Este día la gente va más feliz y los titulares de los diarios tienen coloridas portadas. Los vendedores de helados dialogan con los pasajeros y, en general, todos hablan entre todos. Con mi padre vamos por la Av. San Antonio, en la "108 Nuevo Amancer", jugando nuestro juego: una anciana nos queda mirando y sonríe. Hay muchos carabineros en las calles, sin embargo, algo ha cambiado para siempre en el ánimo de las personas. Hay miles de papeles picados en el suelo y algunas banderas con consignas políticas. Atravesamos la calle Merced y continuamos por San Antonio en dirección hacia la Alameda. Una señora va hablando acerca de la dificultad que tuvo para votar: "Si los pacos no querían que votáramos, nos costó re harto poder hacerlo". Yo, cuidaba el bastión de mis articulaciones de la mano grande de mi padre; él, miraba por la ventana hacia la calle. Nos bajamos en Alameda con San Antonio, en el antiguo edificio de Almacenes París. Caminamos hacia el poniente. El sol de la tarde ya se había ido a esas tierras desconocidas para mí, a pocos minutos de irse a dormir entre las cimas de la Cordillera de la Costa. Afirmado de la mano de mi padre, sumándole a ello las sonrisas que se esbozaban en el rostro de las personas, comencé a sentir una extraña sensación de felicidad en mi interior.

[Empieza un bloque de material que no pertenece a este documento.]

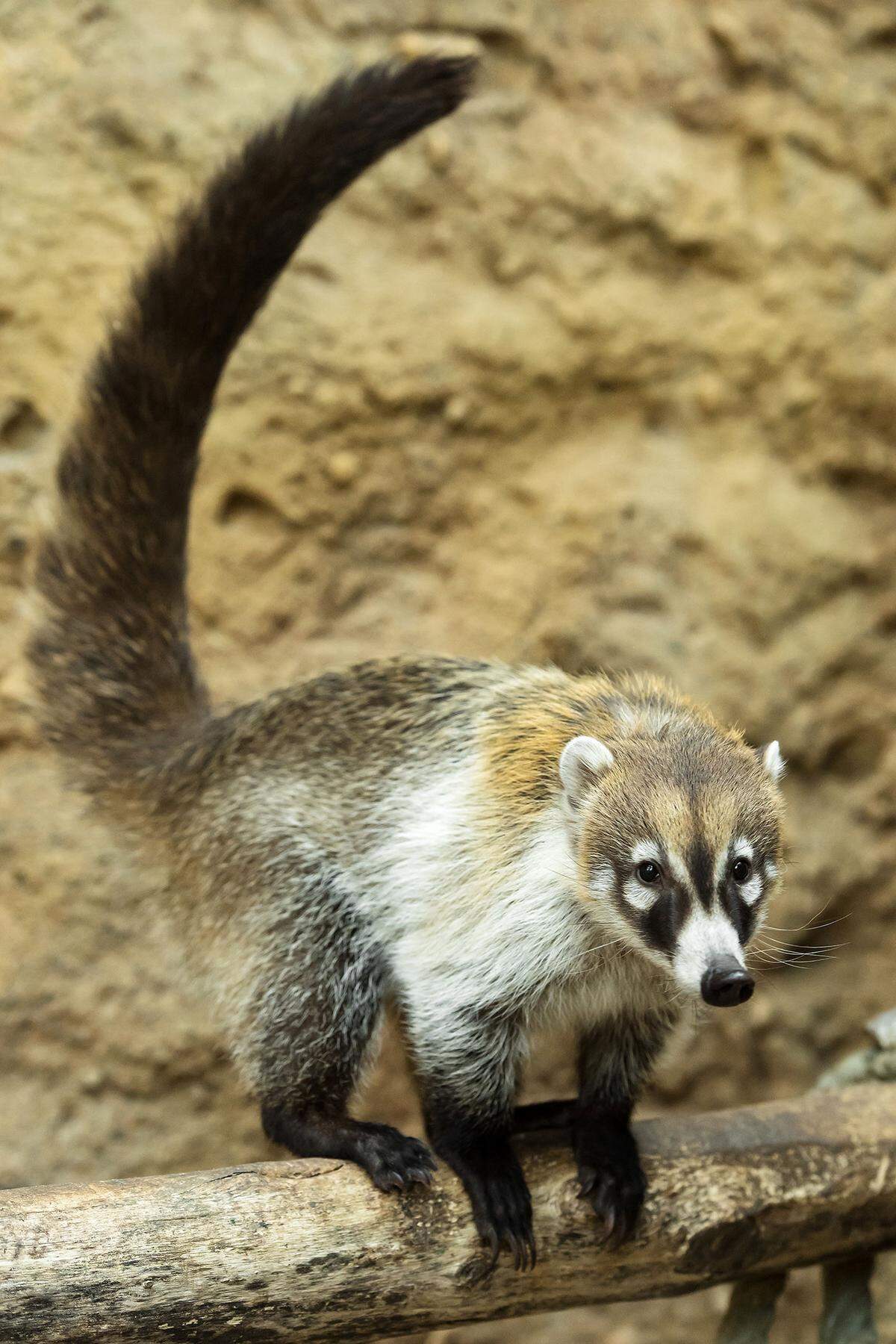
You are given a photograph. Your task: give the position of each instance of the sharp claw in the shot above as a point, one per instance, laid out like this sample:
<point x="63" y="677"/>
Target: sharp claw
<point x="422" y="1175"/>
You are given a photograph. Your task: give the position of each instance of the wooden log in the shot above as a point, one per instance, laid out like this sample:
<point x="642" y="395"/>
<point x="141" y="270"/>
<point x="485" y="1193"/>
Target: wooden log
<point x="308" y="1250"/>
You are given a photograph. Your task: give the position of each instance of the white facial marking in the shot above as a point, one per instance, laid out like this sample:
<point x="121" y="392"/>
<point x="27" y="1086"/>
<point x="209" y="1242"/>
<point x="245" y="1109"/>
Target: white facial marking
<point x="704" y="939"/>
<point x="647" y="851"/>
<point x="680" y="871"/>
<point x="581" y="761"/>
<point x="638" y="895"/>
<point x="773" y="759"/>
<point x="602" y="880"/>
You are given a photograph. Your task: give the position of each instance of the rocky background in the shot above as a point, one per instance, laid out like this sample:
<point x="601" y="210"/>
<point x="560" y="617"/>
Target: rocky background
<point x="601" y="373"/>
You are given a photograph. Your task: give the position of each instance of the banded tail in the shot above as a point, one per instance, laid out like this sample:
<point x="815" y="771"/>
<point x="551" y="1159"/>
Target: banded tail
<point x="111" y="655"/>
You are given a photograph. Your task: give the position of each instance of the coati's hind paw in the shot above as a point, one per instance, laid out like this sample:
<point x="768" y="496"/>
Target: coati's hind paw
<point x="501" y="1203"/>
<point x="391" y="1159"/>
<point x="612" y="1180"/>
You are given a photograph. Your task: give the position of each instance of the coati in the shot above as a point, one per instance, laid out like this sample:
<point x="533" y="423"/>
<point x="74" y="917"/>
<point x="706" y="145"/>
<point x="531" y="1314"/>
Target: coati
<point x="484" y="846"/>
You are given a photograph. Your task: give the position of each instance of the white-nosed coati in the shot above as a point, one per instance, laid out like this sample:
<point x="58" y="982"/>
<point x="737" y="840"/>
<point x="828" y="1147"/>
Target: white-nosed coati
<point x="485" y="846"/>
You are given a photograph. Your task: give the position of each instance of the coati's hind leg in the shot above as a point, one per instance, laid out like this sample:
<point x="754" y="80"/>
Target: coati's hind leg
<point x="317" y="1016"/>
<point x="467" y="1075"/>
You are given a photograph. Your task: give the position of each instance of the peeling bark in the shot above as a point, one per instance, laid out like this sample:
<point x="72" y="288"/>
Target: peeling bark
<point x="308" y="1250"/>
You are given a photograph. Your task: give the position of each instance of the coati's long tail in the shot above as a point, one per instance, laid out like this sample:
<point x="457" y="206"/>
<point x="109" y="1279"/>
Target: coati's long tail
<point x="111" y="655"/>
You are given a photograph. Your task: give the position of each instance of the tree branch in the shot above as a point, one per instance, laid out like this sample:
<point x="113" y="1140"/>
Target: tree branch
<point x="308" y="1250"/>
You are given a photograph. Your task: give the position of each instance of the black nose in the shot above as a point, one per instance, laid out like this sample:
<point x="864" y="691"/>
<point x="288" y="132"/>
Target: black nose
<point x="726" y="984"/>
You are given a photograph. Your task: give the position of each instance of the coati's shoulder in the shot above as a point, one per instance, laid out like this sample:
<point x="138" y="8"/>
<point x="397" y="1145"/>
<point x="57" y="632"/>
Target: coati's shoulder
<point x="541" y="710"/>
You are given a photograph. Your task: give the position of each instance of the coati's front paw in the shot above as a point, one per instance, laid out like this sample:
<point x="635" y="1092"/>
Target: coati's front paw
<point x="391" y="1159"/>
<point x="610" y="1177"/>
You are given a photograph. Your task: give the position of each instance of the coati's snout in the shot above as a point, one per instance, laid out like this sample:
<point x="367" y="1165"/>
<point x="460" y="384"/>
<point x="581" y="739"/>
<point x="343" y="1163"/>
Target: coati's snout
<point x="726" y="983"/>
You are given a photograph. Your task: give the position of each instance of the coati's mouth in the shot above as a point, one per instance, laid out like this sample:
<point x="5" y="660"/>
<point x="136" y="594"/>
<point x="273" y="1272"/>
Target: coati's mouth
<point x="726" y="984"/>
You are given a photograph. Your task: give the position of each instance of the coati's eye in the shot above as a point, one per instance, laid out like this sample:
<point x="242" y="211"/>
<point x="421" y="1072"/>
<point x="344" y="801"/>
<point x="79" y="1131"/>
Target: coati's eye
<point x="649" y="873"/>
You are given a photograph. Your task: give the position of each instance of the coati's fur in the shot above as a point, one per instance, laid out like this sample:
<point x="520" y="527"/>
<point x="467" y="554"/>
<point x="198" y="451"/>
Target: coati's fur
<point x="472" y="840"/>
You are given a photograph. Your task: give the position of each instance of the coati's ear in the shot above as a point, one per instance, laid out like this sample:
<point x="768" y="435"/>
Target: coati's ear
<point x="771" y="759"/>
<point x="582" y="761"/>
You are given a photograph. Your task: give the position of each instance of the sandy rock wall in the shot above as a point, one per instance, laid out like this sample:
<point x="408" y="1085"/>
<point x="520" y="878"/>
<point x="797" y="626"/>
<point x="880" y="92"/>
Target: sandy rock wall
<point x="601" y="371"/>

Seguimos caminando y atravesamos raudamente Alameda con Teatinos: el edificio de La Moneda se levantaba sombrío en aquella tarde copiosa de rayos de sol. Nunca entendí la felicidad que sentí esa tarde, quizá mi corazón latía por circunstancias que no alcanzaba a comprender. Yo sonreía y mi padre también y el sol de la tarde nos iluminaba la piel morena. Las personas caminaban y se abrazaban en un gesto de reconciliación. Todos celebraban abierta o secretamente. Sin embargo, yo no sospechaba que muy cerca de donde me encontraba, afirmado de la mano de mi padre, con mis pantalones cortos azules y mi chaleco blanco con rayas azules, estaba un dictador que tenía los días contados: así era el Santiago de mi infancia, donde todo olía a gas lacrimógeno, al ruido ensordecedor que clama por libertad, al silencio injusto del rostro de mi madre cuando pasábamos cerca de los militares, y a las sonrisas y emociones que nos proporcionaba ese juego ochentero que creamos con mi padre para aplacar el aburrido, pero tan ansiado viaje de fin de semana de la "108 Nuevo Amanecer/Los Libertadores".